Nos informa la prensa en estos días de que, como respuesta a la repatriación de nacionales brasileños en aeropuertos españoles, un mayor número de conciudadanos nuestros ven rechazado su ingreso en el "país del eterno futuro". Esta "reciprocidad" es generalmente la piedra angular de las relaciones bilaterales entre estados, por eso, no creo que sea algo falto de razón el suponer que bastantes de los españoles de tierras lejanas hayan sentido temor de que nuestras naciones de acogida se vieran obligadas, por causa de la tal reciprocidad, a aplicarnos un trato paralelo al que el señor Rajoy y sus muchachos pretendían endosar a los inmigrantes que trabajan en nuestro país.

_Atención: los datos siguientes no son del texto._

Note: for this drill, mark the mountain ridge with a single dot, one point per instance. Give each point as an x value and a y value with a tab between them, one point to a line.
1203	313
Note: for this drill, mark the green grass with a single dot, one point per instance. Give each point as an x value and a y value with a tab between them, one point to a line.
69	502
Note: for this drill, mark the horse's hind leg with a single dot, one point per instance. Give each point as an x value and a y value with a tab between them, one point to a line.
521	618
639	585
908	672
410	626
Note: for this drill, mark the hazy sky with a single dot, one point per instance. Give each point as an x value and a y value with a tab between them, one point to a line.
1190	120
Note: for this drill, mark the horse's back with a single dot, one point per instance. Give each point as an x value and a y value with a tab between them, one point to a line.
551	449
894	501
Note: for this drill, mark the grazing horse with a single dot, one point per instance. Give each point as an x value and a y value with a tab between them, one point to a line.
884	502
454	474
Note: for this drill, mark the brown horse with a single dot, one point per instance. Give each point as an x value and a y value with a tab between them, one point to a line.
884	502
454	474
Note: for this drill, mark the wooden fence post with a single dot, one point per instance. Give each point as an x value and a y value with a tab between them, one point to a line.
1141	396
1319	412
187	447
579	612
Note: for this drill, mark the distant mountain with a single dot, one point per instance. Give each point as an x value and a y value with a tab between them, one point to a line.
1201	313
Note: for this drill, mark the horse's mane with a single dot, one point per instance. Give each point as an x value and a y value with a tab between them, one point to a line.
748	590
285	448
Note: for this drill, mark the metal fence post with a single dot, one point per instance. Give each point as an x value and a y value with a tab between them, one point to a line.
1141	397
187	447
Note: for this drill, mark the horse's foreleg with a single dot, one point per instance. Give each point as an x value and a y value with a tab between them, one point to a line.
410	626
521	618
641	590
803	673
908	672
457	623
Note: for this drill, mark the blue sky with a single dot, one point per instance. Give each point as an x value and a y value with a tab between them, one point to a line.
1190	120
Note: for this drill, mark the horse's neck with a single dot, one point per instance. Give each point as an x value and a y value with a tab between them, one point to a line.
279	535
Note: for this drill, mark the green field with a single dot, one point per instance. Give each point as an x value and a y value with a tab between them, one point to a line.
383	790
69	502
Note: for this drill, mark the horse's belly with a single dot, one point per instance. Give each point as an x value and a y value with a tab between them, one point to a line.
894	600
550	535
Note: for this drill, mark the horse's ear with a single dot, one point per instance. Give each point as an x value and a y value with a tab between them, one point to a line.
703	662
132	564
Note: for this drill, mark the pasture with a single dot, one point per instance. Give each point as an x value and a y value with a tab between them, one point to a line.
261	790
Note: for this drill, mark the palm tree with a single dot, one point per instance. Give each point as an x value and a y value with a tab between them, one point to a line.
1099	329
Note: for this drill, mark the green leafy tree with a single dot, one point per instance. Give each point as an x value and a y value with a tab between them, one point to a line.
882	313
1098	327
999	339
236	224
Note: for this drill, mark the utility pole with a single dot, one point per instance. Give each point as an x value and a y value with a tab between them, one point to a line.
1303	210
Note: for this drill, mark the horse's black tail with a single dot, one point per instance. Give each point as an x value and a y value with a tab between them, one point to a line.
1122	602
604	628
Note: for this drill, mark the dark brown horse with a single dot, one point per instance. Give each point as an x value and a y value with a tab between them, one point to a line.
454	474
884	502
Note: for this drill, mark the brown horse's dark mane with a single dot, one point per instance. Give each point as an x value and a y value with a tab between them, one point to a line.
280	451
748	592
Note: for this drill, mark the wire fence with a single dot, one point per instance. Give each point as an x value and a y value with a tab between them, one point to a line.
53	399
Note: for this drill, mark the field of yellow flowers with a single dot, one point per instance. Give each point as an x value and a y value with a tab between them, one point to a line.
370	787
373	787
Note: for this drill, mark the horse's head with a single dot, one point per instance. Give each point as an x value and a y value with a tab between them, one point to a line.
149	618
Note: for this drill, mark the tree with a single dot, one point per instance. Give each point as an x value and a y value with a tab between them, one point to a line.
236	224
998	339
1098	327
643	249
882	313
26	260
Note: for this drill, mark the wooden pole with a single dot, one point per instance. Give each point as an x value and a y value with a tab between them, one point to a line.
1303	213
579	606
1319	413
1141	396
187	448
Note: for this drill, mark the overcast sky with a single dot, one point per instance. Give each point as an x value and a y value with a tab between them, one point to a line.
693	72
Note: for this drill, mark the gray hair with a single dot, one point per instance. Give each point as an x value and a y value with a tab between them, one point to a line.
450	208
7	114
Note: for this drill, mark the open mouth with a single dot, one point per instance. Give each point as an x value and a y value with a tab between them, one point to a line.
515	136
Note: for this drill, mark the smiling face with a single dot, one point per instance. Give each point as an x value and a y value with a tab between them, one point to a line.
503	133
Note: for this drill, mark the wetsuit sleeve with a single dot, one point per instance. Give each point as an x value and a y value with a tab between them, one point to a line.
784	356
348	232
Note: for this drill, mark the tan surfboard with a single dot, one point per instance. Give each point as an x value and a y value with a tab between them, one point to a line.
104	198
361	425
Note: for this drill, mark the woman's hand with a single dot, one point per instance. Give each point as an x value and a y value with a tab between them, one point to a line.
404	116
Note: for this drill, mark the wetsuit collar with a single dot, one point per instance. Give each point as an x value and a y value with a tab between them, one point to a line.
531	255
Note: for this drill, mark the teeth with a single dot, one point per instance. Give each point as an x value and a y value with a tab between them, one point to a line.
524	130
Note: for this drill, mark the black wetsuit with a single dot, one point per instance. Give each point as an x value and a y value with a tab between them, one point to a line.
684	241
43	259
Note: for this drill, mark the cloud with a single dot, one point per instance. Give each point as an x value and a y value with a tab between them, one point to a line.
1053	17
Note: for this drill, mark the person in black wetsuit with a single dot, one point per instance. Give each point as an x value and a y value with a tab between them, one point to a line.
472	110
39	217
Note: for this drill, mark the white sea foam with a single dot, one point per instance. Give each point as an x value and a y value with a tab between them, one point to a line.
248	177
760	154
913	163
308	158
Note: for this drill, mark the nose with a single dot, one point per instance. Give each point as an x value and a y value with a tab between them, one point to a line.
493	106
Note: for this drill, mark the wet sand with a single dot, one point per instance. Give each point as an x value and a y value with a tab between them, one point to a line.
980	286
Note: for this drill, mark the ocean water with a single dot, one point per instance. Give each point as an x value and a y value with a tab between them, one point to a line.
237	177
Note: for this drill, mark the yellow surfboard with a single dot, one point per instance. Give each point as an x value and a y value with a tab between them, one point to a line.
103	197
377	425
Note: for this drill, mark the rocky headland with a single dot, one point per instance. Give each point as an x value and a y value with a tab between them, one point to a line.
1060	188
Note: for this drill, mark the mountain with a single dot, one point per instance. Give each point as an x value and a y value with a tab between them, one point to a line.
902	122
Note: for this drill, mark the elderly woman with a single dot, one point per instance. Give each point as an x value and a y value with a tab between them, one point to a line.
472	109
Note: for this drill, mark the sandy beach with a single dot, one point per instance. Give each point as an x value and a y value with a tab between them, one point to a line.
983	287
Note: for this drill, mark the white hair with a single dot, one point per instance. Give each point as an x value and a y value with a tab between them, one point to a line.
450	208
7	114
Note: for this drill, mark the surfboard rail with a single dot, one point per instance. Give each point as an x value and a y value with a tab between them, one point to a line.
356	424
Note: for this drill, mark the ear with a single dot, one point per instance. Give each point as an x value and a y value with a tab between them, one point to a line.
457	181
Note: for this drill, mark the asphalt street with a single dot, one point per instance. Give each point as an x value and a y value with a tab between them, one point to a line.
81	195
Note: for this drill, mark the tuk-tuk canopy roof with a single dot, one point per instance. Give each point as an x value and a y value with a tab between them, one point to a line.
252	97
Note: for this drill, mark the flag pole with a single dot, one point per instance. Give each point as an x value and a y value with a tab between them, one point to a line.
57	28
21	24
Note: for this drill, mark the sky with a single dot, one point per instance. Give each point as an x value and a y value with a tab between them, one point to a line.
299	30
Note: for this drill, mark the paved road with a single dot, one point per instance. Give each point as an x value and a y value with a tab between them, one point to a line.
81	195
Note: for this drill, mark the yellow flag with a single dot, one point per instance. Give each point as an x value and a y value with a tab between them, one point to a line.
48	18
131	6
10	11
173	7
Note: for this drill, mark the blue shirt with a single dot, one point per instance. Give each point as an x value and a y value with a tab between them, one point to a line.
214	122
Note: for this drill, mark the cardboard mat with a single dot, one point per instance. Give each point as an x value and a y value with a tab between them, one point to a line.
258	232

La inmensa mayoría de los españoles que vivimos en Japón somos gente respetuosa de la ley: según las normas del derecho internacional (y las del sentido común) eso es todo lo que se nos puede exigir; la firma de ningún contrato de integración en las costumbres de la tierra lo consideraríamos, con toda seguridad, como una obligación cercana al insulto. Por aquí al delincuente, de cualquier origen, la ley le cae encima con todo su rigor, y ahí ya muere el cuento; los que nos movemos en la más estricta legalidad, si tenemos intención o no de participar en las ceremonias shinto, somos aficionados al sumo, desayunamos pescado o acudimos o no a felicitar a S. M. el Emperador por su cumpleaños, queremos decidirlo nosotros, y no que lo hagan en nuestro lugar, ni aún de forma algo indirecta, unos señores en el otro lado del mundo, en la calle Génova más concretamente.